Tuesday, September 9, 2008

This 300w business is KEEL(HAUL)ING me...

I'm picking on a single Achebe point - the contrast between the women. Although the seemingly positive light the "savage and superb" African is presented in can be deflected by analysing her portrayal as a version of the exoticised noble savage and heeding Achebe's claim that "she is in her place and so can win Conrad's special brand of approval," I believe that the portrayal of the "refined, European woman" that Achebe sees her as a "savage" and inferior "counterpart to" (14) is not as positive as Achebe clearly makes it out to be either. She is strongly aligned with the twisted Kurtz and while Conrad "bestow[s]…human expression" (Achebe, 15) upon her, her words "silenc[e]" Marlow "into an appalled dumbness," (155) and invoke in him "a chill grip on [his] chest" (157): "eloquent" she may be, she is nevertheless a ghastly "phantom." (156) Her final pronouncement is also significant - what "she knew…was sure" (157) of is wrong. Next to her oppressive, horrifying, and mistaken figure, the "barbarous and superb woman" who "did not so much as flinch" (146) at the whistle seems to me rather the preferable encounter. Furthermore, she does speak, "shout[ing] something," (145) albeit something that Marlow does not understand - but neither does he seem to understand the "appall[ing]" declarations of love for Kurtz expressed by the other.

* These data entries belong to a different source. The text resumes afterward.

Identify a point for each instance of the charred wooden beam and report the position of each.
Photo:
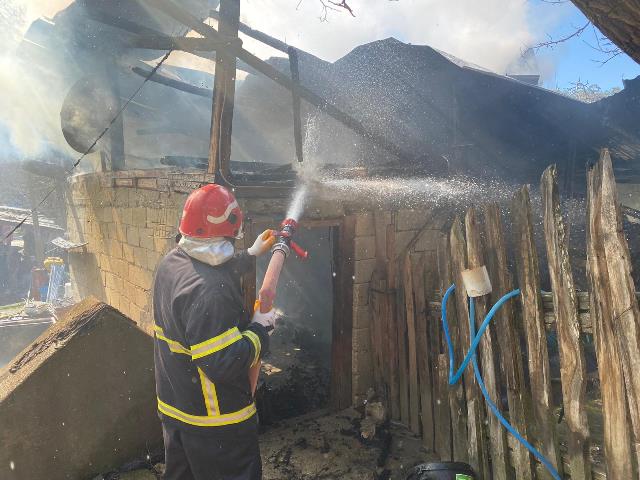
(297, 121)
(175, 11)
(257, 34)
(187, 44)
(170, 82)
(224, 90)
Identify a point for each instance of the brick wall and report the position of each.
(129, 223)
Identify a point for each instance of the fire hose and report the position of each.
(279, 253)
(471, 356)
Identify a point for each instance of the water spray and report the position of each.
(279, 252)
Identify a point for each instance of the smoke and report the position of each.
(490, 33)
(31, 99)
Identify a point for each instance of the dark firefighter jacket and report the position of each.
(204, 343)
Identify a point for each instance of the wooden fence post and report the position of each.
(572, 363)
(423, 351)
(508, 340)
(533, 318)
(616, 428)
(624, 303)
(487, 347)
(478, 457)
(411, 344)
(392, 315)
(455, 393)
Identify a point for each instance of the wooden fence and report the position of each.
(411, 364)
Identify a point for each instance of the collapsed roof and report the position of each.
(448, 116)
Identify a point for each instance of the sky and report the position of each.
(489, 33)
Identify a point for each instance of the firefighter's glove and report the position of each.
(263, 243)
(267, 320)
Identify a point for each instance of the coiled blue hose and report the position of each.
(471, 356)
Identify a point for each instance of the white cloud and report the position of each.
(490, 33)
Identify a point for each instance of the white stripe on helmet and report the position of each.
(222, 218)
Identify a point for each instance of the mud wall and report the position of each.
(129, 220)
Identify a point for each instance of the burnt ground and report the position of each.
(319, 447)
(295, 374)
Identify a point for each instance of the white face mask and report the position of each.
(212, 251)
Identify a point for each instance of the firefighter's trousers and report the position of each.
(217, 454)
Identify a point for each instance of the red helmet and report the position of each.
(211, 211)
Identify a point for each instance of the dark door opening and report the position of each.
(296, 373)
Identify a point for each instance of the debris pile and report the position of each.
(80, 399)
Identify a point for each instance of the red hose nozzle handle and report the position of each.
(301, 252)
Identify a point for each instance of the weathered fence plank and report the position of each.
(508, 340)
(410, 315)
(457, 402)
(487, 347)
(533, 318)
(616, 427)
(379, 309)
(403, 356)
(392, 284)
(423, 352)
(443, 430)
(572, 363)
(624, 304)
(478, 455)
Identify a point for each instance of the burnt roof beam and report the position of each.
(187, 44)
(175, 11)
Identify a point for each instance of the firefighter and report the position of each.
(206, 342)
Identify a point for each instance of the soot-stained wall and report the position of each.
(129, 220)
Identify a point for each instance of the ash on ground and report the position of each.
(295, 374)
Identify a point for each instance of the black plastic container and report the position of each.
(442, 471)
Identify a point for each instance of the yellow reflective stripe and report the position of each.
(174, 346)
(209, 394)
(216, 344)
(209, 420)
(256, 344)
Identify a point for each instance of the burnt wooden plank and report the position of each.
(342, 326)
(535, 334)
(478, 455)
(508, 340)
(224, 89)
(422, 351)
(624, 303)
(617, 440)
(442, 413)
(411, 345)
(456, 398)
(572, 363)
(488, 353)
(392, 365)
(403, 355)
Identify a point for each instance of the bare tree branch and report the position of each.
(552, 42)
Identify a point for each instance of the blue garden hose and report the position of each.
(471, 356)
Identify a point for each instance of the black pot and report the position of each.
(442, 471)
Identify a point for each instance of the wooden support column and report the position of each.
(508, 340)
(342, 327)
(297, 120)
(411, 344)
(572, 363)
(457, 401)
(488, 353)
(224, 93)
(536, 336)
(478, 455)
(617, 441)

With just this, I'm not really contesting Achebe's claim that Conrad was "a bloody racist," (19) but I feel he oversimplifies Darkness, as this example shows. I find it interesting that reading Achebe seems to produce audience indignation on Conrad's behalf. As my post might indicate, I feel this justified, but I also wonder whether, ala Gikandi's conclusion, it arises because we still can't "displace" Conrad "from the ritualised place that he occupies in the modern" (476) library.

1 comment:

akoh said...

Check/check plus
Interesting thoughts but your exact point was somewhat unclear Jean! So what were you saying about the difference between Conrad's women exactly, and how did it connect to Achebe?